My first aim was to implement a base latent profile model and see whether I can obtain similar-ish results to tidyLPA
before I add further complexity. However, the results I get are markedly different. (Note that the questionaire answers are in fact ordinal, but since tidyLPA
works with continuous variables, I wrote my first Stan model using that assumption too).
As far as I follow, a continuous latent profile is as follows:
where \pi is a vector of length C indicating the number of latent clusters, q is the question answered in the questionaire, and n is the index of the patient. Of course, since we can’t use continuous variables in Stan I marginalise the z_n variables to get:
My model is posted below.
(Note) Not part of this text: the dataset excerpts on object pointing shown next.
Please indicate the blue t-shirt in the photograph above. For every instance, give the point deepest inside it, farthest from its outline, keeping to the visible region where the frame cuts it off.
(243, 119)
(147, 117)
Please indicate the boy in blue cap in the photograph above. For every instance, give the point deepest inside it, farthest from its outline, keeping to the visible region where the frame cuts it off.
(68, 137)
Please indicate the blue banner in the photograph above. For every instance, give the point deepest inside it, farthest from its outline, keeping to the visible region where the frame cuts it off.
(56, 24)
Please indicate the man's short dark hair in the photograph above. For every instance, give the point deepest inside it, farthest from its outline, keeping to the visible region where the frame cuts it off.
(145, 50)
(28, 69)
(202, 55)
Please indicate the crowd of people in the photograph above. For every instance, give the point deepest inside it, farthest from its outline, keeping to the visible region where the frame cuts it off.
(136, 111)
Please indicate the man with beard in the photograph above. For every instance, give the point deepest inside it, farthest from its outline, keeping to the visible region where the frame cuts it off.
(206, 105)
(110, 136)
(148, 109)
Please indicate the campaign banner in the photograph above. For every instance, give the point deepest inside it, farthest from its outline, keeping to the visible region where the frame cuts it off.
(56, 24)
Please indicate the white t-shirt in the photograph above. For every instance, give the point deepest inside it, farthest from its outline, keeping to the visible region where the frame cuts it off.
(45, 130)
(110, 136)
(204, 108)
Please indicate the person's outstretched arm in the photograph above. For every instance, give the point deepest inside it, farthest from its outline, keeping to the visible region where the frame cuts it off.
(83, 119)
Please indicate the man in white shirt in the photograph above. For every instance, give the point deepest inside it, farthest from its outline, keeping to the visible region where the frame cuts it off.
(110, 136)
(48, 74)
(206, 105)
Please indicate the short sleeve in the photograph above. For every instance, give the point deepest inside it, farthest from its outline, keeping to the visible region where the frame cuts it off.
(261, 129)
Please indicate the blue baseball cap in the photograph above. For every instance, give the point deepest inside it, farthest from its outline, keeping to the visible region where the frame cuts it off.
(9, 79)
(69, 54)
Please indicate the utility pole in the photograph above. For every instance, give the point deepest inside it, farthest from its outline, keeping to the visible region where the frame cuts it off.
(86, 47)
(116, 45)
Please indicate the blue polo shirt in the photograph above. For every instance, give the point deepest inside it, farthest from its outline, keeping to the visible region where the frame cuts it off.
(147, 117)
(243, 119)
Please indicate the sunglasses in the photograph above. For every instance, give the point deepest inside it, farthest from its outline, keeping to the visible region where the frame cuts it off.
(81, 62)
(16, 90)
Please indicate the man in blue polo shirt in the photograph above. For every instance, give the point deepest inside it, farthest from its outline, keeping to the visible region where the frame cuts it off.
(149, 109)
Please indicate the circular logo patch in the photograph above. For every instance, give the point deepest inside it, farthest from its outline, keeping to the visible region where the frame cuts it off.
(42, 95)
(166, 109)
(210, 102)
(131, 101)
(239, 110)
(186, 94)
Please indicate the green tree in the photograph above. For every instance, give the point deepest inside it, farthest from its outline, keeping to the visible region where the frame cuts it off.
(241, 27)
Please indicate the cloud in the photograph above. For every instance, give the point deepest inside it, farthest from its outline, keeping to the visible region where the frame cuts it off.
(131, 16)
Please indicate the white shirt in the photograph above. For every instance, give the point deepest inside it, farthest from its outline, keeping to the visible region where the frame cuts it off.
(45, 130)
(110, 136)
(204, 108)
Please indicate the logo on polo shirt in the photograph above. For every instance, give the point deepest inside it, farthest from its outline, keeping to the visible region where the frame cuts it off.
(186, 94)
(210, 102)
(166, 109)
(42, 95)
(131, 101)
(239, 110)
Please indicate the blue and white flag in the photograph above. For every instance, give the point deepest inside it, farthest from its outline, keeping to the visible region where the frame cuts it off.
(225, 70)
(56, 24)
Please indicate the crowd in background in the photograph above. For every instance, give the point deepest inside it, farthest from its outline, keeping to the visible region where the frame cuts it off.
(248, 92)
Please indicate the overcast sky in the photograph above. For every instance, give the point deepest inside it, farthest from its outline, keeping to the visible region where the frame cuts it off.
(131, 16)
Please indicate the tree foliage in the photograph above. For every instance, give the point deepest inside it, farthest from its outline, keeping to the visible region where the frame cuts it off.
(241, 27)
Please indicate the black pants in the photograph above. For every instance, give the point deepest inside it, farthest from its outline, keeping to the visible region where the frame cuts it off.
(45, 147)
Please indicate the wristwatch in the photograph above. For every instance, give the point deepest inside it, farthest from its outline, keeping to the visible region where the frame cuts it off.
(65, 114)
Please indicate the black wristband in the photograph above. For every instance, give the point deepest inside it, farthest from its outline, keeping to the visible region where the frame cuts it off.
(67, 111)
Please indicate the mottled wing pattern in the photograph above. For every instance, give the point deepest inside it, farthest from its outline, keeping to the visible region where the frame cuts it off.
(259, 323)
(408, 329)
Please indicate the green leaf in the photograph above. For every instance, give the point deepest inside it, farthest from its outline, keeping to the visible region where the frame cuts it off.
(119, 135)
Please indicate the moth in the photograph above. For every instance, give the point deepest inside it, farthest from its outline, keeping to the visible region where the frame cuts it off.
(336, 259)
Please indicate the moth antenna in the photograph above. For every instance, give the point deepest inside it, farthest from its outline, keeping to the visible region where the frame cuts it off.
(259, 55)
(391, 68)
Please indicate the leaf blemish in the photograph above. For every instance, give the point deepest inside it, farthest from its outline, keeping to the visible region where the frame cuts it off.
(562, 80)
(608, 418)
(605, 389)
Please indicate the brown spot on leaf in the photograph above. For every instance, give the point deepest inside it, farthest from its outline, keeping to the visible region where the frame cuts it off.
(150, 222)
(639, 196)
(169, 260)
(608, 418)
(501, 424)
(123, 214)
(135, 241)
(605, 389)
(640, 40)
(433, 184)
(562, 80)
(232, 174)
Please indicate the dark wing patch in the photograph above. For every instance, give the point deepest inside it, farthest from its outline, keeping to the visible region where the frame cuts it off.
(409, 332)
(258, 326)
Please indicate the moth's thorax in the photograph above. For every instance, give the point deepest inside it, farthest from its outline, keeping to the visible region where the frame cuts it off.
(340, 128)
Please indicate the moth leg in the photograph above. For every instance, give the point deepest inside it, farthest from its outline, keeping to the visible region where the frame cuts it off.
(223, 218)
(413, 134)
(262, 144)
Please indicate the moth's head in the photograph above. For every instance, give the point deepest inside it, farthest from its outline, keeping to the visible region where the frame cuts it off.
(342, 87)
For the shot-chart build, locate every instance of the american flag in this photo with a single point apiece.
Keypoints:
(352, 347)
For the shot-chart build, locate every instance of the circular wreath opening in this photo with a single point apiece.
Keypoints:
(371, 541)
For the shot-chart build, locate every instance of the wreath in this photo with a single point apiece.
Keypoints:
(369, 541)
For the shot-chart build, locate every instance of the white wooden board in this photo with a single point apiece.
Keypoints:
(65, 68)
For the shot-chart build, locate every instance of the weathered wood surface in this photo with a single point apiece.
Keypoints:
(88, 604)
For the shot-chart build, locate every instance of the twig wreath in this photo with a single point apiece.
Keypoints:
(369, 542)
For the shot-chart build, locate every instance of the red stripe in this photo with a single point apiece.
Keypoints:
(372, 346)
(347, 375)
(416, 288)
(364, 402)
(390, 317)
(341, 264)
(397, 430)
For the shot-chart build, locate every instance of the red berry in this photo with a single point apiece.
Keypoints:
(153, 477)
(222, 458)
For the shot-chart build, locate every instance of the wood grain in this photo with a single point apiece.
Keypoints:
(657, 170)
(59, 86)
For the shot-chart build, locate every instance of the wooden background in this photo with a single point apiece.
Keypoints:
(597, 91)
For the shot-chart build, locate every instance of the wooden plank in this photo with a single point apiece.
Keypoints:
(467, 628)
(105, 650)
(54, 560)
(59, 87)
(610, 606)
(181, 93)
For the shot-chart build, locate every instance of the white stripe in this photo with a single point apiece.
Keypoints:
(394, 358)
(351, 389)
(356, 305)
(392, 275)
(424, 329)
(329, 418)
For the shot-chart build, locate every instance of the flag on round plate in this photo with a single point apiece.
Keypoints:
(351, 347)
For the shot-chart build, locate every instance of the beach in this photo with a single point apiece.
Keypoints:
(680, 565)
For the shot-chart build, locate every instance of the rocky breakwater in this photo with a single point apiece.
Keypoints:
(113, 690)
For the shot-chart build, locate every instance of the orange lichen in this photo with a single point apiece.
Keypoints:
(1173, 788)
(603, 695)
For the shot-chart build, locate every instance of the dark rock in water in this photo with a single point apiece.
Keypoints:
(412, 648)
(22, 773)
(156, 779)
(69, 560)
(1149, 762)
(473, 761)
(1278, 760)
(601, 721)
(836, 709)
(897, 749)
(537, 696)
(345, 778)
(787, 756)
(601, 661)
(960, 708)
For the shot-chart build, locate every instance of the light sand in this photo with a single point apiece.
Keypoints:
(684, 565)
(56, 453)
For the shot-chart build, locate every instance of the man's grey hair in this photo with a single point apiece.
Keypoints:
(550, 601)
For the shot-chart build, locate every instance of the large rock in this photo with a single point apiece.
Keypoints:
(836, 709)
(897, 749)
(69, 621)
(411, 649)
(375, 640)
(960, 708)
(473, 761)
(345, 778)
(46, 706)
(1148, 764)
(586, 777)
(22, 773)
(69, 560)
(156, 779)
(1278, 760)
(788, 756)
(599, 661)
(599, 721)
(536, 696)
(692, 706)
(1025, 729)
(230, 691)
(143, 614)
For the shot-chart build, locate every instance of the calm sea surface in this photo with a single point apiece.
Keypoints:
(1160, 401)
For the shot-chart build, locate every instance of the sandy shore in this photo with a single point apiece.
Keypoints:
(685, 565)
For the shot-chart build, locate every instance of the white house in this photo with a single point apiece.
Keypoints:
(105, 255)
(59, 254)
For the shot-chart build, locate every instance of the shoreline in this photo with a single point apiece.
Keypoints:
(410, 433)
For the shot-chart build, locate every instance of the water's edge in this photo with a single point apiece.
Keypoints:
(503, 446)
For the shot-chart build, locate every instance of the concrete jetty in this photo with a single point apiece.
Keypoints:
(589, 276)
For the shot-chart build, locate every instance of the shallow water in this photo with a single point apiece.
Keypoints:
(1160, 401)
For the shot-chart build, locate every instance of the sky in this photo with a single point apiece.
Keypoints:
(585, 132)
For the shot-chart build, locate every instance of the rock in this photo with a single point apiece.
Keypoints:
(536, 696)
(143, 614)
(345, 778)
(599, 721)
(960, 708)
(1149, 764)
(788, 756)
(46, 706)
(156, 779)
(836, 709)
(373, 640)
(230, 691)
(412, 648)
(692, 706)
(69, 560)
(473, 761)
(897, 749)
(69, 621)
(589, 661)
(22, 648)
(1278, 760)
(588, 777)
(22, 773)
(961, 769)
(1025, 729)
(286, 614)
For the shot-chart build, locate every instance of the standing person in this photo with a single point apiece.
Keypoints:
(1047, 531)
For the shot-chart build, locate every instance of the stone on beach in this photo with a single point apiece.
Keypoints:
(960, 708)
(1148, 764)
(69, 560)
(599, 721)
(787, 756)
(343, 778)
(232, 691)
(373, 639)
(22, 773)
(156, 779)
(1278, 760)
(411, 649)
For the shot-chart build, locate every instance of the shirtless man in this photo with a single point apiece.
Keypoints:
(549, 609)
Note that I melted the dataframe such that each row is an answer from a single patient for a single question in the questionaire.
data {
int<lower=1> N; // Data length
int<lower=1> num_patients; // Number of patients
int<lower=1> K; // Number of ordinal answers to the questionaire
int<lower=1> C; // Number of clusters
int<lower=1> S; // Number of Syndromes
int<lower=1> Q; // Number of Questions
int<lower=1, upper=S> s[N]; // Syndrome idx -
int<lower=1, upper=Q> q[N]; // Question idx
int<lower=1, upper=K> y[N]; // Answers
int<lower=1, upper=num_patients> row_patient_idx[N];
int<lower=1, upper=S> patient_syndrome_idx[num_patients];
}
transformed data{
vector[C] alpha_C; // Creating a uniform prior for the dirichlet.
for (ci in 1:C) {
alpha_C[ci] = 1;
}
}
parameters {
simplex[C] pi_alpha;
vector[C] mu_gamma[Q];
vector<lower=0>[C] sigma_gamma[Q];
}
transformed parameters {
vector[C] log_components[N]; {
for (ni in 1:N) {
for (ci in 1:C) {
log_components[ni, ci] = normal_lpdf(y[ni] | mu_gamma[q[ni], ci], sigma_gamma[q[ni], ci]);
}
}
}
}
model {
pi_alpha ~ dirichlet(alpha_C);
for (qi in 1:Q) {
mu_gamma[qi, ] ~ normal(0, 1);
sigma_gamma[qi, ] ~ normal(0, 1);
}
target += log_mix(pi_alpha, log_components);
}
generated quantities {
vector<lower=0, upper=1>[C] prob_cluster_N[num_patients]; {
vector[C] unnormalised_cluster_N[num_patients]; {
for (p in 1:num_patients) {
for (ci in 1:C) {
unnormalised_cluster_N[p, ci] = 0;
}
}
for (ni in 1:N) {
for (ci in 1:C) {
unnormalised_cluster_N[row_patient_idx[ni], ci] = unnormalised_cluster_N[row_patient_idx[ni], ci] + (
normal_lpdf(y[ni] | mu_gamma[q[ni], ci], sigma_gamma[q[ni], ci])
);
}
}
for (p in 1:num_patients) {
prob_cluster_N[p, ] = exp(unnormalised_cluster_N[p, ] - log_sum_exp(unnormalised_cluster_N[p, ]));
}
}
}
vector<lower=0, upper=1>[C] prob_cluster_S[S]; {
vector[C] unnormalised_cluster_S[S]; {
for (si in 1:S) {
for (ci in 1:C) {
unnormalised_cluster_S[si, ci] = 0;
for (p in 1:num_patients) {
if (patient_syndrome_idx[p] == si) {
unnormalised_cluster_S[si, ci] = unnormalised_cluster_S[si, ci] + prob_cluster_N[p, ci];
}
}
}
prob_cluster_S[si, ] = unnormalised_cluster_S[si, ] / sum(unnormalised_cluster_S[si, ]);
}
}
}
}
The items in the generated quantities
are an attempt to find the probability that a patient belongs to a particular cluster, and the probability that a syndrome is mostly drawn from a particular cluster.
With this model and a choice of C=5 I get the following for prob_cluster_N
(after choosing the representative cluster to be from the largest posterior probability for that patient (across all questions).
> table(p_cluster_n_wide$c_idx)
1 2 3 4 5
555 13 3 14 20
However, running a (ideally similar) model in tidyLPA
yields the following:
lpa_model = full_datasets$full_dataframe %>%
as.matrix()%>%
single_imputation() %>%
scale() %>%
estimate_profiles(5)
> table(get_data(lpa_model)$Class)
1 2 3 4 5
98 94 153 54 206
The cluster assignments in the stan model are all concentrated towards cluster 1, whereas they are more evenly distributed in the tidyLPA
model.
Any ideas why that may be, or where I may have gone wrong would be much appreciated. Thanks!
PS: Note that I am inferring this posterior using VI, not MCMC.